Dr Jana Hutter also organised the Computational Diffusion MRI challenge.
The aim of the Super-resolution of Multi-dimensional Diffusion MRI (Super MUDI) Challenge was to super-resolve combined diffusion-relaxometry MRI data.
The challenge consisted of two tasks, with each task exploring a different low-resolution MRI acquisition strategy, leading to two different types of images to super-resolve.

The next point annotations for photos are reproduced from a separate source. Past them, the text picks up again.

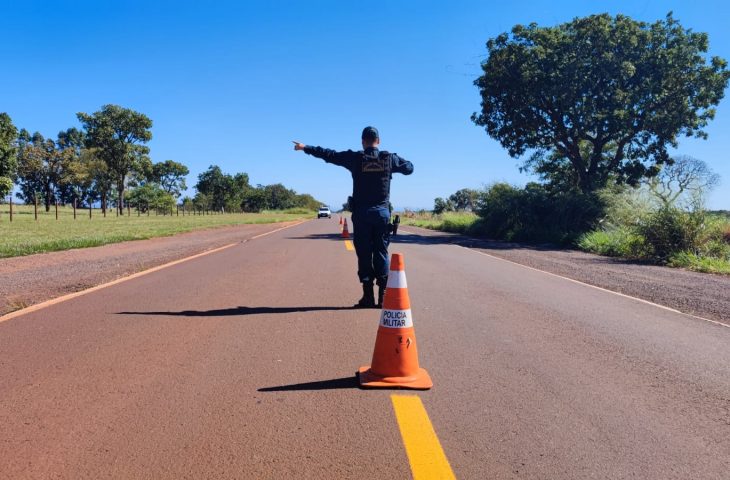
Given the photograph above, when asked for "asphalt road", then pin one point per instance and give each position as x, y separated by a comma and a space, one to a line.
240, 364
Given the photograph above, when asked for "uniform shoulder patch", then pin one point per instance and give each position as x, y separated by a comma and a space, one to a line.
374, 164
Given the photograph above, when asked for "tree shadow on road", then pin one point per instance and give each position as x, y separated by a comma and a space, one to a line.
319, 236
237, 311
333, 384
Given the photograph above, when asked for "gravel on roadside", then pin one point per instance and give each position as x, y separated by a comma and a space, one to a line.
31, 279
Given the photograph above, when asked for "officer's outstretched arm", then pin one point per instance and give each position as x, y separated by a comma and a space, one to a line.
343, 159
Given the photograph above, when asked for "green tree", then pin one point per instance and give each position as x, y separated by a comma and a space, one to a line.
170, 175
217, 187
685, 176
278, 197
464, 199
254, 200
150, 196
8, 159
118, 134
42, 168
601, 97
440, 206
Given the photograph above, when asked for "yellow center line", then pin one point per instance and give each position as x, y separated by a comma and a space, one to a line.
425, 454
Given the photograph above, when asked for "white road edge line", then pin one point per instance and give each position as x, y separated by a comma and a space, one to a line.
663, 307
63, 298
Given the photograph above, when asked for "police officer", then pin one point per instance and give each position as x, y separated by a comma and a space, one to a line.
371, 172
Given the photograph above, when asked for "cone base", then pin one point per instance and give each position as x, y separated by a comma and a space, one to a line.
419, 381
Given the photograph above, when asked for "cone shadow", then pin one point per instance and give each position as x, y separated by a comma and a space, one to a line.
236, 311
333, 384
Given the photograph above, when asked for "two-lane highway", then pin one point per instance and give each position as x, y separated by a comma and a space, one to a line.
240, 364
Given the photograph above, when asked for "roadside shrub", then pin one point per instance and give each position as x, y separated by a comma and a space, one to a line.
534, 214
670, 230
699, 263
457, 222
615, 242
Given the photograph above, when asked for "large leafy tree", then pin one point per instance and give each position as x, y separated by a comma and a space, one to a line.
599, 98
216, 187
42, 167
170, 175
8, 160
118, 136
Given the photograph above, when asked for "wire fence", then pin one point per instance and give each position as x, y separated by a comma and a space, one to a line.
10, 211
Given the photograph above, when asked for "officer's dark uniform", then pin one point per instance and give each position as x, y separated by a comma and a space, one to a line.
371, 174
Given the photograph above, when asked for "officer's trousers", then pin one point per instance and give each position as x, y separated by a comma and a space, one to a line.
371, 238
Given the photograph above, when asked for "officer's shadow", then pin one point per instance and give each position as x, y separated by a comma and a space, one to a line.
237, 311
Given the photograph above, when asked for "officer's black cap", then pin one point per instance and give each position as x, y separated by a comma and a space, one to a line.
370, 134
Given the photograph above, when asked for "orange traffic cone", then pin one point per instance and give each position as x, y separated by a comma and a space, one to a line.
395, 358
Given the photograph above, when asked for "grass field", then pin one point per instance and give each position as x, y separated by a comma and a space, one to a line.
25, 235
457, 222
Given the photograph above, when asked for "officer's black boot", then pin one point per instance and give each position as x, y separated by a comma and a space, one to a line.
382, 282
368, 298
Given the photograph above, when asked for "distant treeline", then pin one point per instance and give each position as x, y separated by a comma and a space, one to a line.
107, 161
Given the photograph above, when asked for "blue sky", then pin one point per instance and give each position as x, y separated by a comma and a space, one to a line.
233, 83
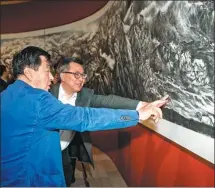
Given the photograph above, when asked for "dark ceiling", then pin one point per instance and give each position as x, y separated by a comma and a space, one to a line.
35, 15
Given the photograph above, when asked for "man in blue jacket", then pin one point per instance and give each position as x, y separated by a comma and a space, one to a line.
31, 118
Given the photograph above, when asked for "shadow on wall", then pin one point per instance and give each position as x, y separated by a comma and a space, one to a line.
144, 50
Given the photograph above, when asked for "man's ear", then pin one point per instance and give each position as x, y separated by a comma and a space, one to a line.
28, 72
61, 77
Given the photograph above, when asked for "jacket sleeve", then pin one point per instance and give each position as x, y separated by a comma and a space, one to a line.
113, 101
53, 114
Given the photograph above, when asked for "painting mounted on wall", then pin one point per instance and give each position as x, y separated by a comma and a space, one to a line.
143, 50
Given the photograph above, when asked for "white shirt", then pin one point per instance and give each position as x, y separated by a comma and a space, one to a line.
65, 135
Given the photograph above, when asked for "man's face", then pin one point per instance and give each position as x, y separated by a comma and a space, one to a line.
42, 77
70, 81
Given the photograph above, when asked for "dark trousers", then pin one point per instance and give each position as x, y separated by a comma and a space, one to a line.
68, 167
69, 156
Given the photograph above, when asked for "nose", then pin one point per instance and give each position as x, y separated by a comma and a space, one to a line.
51, 76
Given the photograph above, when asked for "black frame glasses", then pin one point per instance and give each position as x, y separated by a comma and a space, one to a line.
77, 75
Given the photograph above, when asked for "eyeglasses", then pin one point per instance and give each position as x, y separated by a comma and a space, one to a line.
77, 75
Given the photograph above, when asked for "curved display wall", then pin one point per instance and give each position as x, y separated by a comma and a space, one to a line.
144, 50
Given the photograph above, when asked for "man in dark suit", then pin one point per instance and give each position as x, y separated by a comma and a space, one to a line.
32, 117
70, 90
4, 74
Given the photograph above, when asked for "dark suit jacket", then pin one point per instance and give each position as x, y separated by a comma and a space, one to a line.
87, 98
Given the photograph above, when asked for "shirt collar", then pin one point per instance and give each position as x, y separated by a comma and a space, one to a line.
63, 94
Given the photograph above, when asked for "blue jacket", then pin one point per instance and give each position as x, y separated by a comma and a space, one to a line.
30, 141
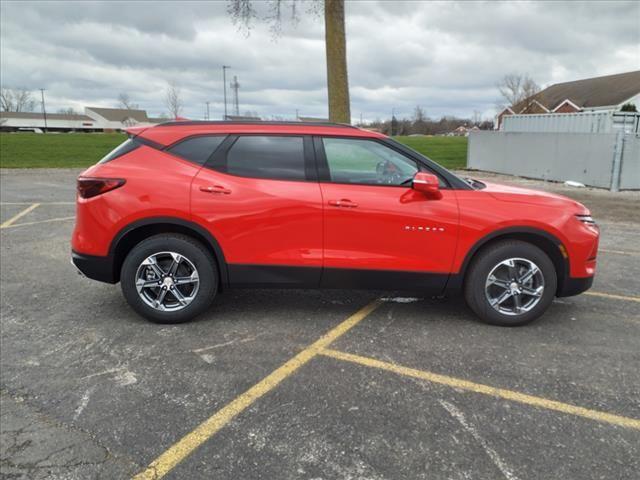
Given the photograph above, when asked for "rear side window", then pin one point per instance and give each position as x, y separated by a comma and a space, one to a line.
197, 149
129, 145
270, 157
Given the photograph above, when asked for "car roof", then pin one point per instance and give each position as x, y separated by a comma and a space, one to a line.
171, 132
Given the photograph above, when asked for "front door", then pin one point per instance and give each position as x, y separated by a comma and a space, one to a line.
379, 232
261, 201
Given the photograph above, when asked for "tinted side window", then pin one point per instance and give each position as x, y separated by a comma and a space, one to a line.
197, 149
127, 146
367, 162
278, 158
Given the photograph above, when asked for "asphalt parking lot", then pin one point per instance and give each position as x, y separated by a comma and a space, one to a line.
309, 384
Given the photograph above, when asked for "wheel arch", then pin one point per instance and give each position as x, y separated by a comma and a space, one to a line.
135, 232
547, 242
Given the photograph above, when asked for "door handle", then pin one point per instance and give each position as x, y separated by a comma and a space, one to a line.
343, 203
215, 189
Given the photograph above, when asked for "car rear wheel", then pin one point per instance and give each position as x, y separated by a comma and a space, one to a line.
510, 283
169, 278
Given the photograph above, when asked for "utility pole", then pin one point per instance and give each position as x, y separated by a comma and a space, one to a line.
236, 86
224, 82
44, 110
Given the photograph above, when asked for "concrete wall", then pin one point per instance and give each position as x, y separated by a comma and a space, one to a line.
630, 171
582, 157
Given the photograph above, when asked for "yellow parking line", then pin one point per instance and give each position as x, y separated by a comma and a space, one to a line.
185, 446
613, 296
19, 215
61, 219
41, 203
486, 389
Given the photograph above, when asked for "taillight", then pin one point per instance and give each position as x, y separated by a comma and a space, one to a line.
90, 187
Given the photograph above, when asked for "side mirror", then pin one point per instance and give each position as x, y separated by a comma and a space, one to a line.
428, 184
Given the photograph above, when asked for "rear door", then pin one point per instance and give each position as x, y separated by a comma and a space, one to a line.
379, 232
259, 197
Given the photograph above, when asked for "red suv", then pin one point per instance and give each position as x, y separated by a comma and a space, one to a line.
184, 210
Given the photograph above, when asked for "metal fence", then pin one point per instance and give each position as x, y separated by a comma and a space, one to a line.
582, 122
606, 160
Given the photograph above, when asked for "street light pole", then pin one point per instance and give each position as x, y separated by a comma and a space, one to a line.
224, 81
44, 110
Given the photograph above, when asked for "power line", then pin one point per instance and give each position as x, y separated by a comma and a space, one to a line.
44, 110
236, 86
224, 82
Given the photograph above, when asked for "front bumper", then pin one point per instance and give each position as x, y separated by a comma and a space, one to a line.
573, 286
94, 267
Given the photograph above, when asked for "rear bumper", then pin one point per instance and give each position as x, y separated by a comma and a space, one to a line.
574, 286
96, 268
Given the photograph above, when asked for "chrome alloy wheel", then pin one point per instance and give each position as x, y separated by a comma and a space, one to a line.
167, 281
514, 286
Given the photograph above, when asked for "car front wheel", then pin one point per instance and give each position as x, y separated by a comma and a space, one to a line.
169, 278
510, 283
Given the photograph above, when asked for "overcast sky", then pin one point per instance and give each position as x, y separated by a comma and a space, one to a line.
446, 57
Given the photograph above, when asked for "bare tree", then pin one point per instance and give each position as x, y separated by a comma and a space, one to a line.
516, 87
173, 99
419, 115
16, 100
125, 102
243, 14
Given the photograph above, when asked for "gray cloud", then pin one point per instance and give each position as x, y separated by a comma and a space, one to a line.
445, 56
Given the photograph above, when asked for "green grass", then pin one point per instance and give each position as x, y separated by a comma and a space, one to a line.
450, 152
33, 150
59, 150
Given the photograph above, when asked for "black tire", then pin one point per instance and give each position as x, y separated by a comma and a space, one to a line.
185, 246
482, 265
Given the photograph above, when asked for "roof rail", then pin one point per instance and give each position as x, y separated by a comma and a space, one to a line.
261, 122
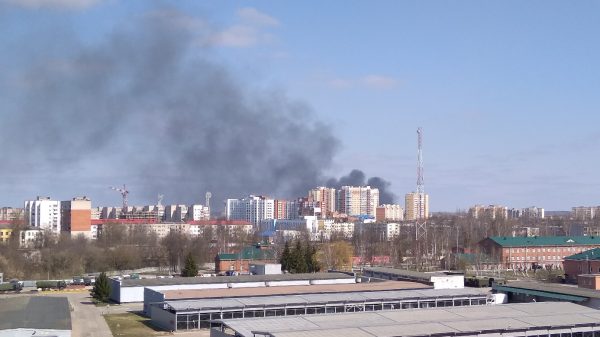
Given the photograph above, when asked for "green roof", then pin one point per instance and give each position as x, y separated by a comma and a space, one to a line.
520, 241
249, 253
592, 254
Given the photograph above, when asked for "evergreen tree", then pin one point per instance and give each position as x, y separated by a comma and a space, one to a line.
101, 290
286, 257
190, 269
299, 258
311, 259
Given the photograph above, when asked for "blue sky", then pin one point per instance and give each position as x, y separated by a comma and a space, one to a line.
506, 91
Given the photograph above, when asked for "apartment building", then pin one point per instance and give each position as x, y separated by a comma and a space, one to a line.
358, 200
416, 206
76, 216
43, 213
326, 199
252, 209
389, 212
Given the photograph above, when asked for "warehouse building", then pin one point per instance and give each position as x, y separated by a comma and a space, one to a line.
26, 316
152, 296
129, 290
199, 313
438, 280
527, 319
524, 291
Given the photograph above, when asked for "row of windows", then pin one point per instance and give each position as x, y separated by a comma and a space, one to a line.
201, 320
543, 250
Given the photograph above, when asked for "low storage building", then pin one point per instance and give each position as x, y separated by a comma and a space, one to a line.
438, 280
129, 290
528, 319
199, 313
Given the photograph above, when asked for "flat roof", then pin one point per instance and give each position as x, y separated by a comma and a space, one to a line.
413, 274
315, 288
35, 312
549, 288
147, 282
422, 322
321, 298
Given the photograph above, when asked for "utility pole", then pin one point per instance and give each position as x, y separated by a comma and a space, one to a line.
421, 217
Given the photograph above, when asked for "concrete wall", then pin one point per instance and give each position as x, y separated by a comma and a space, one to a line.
163, 319
34, 332
448, 282
151, 296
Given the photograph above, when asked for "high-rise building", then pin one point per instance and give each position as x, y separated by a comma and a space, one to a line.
198, 212
358, 200
43, 213
326, 199
252, 209
76, 216
389, 213
413, 202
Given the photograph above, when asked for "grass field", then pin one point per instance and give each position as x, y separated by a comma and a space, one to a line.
130, 325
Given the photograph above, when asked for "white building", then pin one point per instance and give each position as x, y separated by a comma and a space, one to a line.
358, 200
198, 212
43, 213
389, 212
253, 209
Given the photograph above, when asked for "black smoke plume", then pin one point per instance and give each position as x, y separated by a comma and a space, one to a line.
149, 105
358, 178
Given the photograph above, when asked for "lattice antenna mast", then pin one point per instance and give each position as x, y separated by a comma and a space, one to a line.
208, 196
420, 223
420, 182
124, 192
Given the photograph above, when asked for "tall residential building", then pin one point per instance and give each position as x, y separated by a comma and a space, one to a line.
9, 214
76, 216
358, 200
43, 213
198, 212
252, 209
285, 209
326, 198
389, 213
415, 201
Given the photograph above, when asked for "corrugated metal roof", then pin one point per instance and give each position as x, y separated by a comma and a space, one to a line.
423, 322
307, 299
551, 290
519, 241
233, 279
410, 274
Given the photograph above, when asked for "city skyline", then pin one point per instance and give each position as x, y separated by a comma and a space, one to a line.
506, 98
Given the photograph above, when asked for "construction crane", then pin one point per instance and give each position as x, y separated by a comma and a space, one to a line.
124, 192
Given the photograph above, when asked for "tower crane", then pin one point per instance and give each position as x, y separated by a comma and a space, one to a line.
124, 192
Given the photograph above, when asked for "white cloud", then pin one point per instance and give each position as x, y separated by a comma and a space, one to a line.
254, 17
240, 36
379, 81
57, 4
369, 81
340, 83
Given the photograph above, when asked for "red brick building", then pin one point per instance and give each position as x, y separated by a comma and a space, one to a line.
587, 262
544, 251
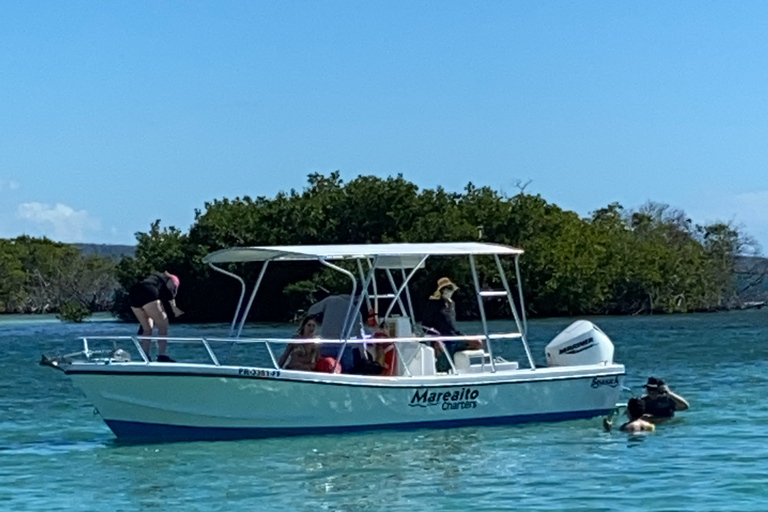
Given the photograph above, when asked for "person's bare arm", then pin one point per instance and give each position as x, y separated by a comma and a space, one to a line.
681, 404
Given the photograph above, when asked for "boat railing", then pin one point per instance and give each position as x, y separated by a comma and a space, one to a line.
208, 343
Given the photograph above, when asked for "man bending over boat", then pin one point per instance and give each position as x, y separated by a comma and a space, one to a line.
152, 300
636, 423
333, 312
660, 402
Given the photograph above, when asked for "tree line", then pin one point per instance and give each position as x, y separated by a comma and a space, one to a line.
653, 259
615, 261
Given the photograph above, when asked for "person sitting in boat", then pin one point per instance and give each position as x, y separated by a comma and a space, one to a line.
301, 356
660, 402
152, 301
440, 319
332, 312
636, 423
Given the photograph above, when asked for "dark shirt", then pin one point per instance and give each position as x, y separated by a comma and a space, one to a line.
661, 407
440, 315
164, 285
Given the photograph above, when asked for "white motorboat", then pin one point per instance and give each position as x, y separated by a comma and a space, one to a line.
237, 389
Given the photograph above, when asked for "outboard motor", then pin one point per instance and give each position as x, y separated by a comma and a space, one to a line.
580, 343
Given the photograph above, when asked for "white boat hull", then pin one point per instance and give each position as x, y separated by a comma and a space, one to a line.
174, 401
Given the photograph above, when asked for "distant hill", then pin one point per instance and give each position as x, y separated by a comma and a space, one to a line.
106, 250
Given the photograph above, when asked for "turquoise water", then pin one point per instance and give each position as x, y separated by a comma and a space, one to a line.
55, 454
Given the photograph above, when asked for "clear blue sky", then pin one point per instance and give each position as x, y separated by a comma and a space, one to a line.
113, 114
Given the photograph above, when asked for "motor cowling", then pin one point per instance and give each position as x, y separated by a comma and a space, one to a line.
581, 343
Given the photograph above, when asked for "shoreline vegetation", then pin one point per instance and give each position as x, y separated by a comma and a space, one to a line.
622, 262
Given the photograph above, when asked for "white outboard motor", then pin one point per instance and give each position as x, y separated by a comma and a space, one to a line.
580, 343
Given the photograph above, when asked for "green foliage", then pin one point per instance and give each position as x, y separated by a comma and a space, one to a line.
653, 259
73, 311
39, 276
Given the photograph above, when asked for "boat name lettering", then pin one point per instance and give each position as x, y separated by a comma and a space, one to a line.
578, 347
605, 381
464, 398
256, 372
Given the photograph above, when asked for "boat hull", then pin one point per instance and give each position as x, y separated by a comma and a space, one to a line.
147, 403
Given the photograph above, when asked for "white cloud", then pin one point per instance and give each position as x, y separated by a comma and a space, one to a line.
9, 184
68, 225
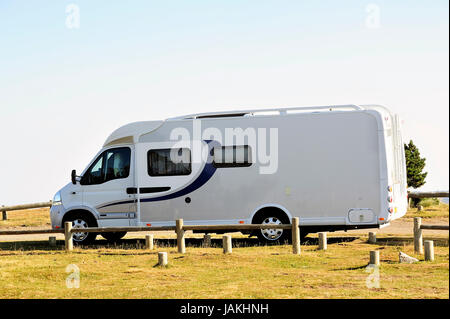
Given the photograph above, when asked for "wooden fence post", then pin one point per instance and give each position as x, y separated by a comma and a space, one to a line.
372, 238
429, 250
207, 241
180, 236
149, 242
374, 258
52, 241
68, 236
418, 239
162, 259
227, 245
295, 236
322, 241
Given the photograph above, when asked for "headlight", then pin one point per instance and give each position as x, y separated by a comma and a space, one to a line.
57, 199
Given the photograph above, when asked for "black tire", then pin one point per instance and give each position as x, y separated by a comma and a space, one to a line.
274, 236
114, 237
82, 220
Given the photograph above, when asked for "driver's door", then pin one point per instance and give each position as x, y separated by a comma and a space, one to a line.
108, 186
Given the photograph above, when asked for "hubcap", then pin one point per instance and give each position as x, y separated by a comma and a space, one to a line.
79, 223
272, 234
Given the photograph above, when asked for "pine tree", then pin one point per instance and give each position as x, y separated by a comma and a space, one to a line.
414, 166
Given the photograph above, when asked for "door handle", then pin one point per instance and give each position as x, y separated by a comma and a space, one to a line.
147, 190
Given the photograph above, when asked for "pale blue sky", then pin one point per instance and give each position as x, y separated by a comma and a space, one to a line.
62, 91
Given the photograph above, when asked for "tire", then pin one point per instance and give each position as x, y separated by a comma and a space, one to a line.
114, 237
279, 236
82, 220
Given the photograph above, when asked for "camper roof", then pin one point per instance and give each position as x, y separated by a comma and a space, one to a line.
130, 133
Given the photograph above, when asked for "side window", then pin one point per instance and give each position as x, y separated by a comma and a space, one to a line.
232, 156
94, 174
110, 165
169, 162
117, 163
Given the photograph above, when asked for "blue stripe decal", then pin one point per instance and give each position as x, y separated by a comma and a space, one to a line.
205, 176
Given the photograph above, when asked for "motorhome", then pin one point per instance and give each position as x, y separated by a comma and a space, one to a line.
334, 167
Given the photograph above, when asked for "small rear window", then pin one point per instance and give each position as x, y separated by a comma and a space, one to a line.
232, 156
169, 162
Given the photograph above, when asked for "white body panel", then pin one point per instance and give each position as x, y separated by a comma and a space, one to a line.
334, 169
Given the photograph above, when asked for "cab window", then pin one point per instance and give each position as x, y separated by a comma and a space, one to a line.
111, 164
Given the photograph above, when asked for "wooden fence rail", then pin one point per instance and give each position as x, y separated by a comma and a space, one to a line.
180, 229
418, 237
6, 209
420, 194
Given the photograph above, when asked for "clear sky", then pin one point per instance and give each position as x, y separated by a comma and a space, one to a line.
65, 86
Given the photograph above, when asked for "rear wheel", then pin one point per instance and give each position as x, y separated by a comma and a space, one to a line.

The paper ‘Deep Learning-based Fetoscopic Mosaicking for Field-of-View Expansion’, including authors from the School Professor Sebastien Ourselin and Professor Tom Vercauteren was awarded the IJCARS MICCAI 2019 Special Issue Best Paper Award.
A team from the Robotics and Vision in Medicine (RViM) lab, a research group within the School, consisting of PhD students Theodoros Pissas, Claudio Ravasio, Martin Huber, Jeremy Birch, and Postdoc Joan Nunez do Rio, won the MICCAI 2020 CATARACTS Semantic Segmentation Challenge – first out of 11 teams.
The competition required participants to label each pixel in a number of frames taken from cataract surgery videos as belonging to a specific anatomy, or type of tool, in a series of three increasingly difficult tasks, with the ultimate goal of empowering computer assisted interventions by aiding detailed post-operative analysis.
“Our approach as a team was to develop a code base that enabled quick parallel experimentation with a large number of state-of-the art methods for deep learning-based semantic segmentation,” the researchers said.
They focused on experimentally selecting an effective convolutional network architecture and addressing the discrepancy between the loss functions typically used to train the models and the evaluation metric used to assess performance.
They placed significant effort in addressing the dataset class imbalance that is a very common challenge in real-world computer vision applications where unavoidably some objects like some surgical tools, appear much less frequently.
“Our collaborative approach allowed us to later combine different elements that proved effective in a thoroughly optimized model that gave us the 1st place in the two most challenging out of the three sub-tasks, while achieving 3rd place in the simpler sub-task,” they said.
PhD student Lucas Fidon, who researches robust deep learning methods for the segmentation of medical images, made it in the top performing methods at the Multimodal Brain Tumor Segmentation challenge with a WassersteinDice entry.
Another PhD student, Helena Williams from KU Leuven and affiliated to King’s College London, who researches automation of pelvic floor disorder assessment by utilising advances in deep learning made second place for the best presentation award at Advances in Simplifying Medical UltraSound (ASMUS) workshop.
“This study is clinically driven to aid clinicians within pelvic floor disorder assessments and is in collaboration with GE Healthcare. It was a great workshop to attend, the focus on clinical need and clinical impact was very strong and I very much look forward to next year,” she said.
The annual MICCAI conference attracts world leading biomedical scientists, engineers, and clinicians from a wide range of disciplines associated with medical imaging and computer assisted intervention.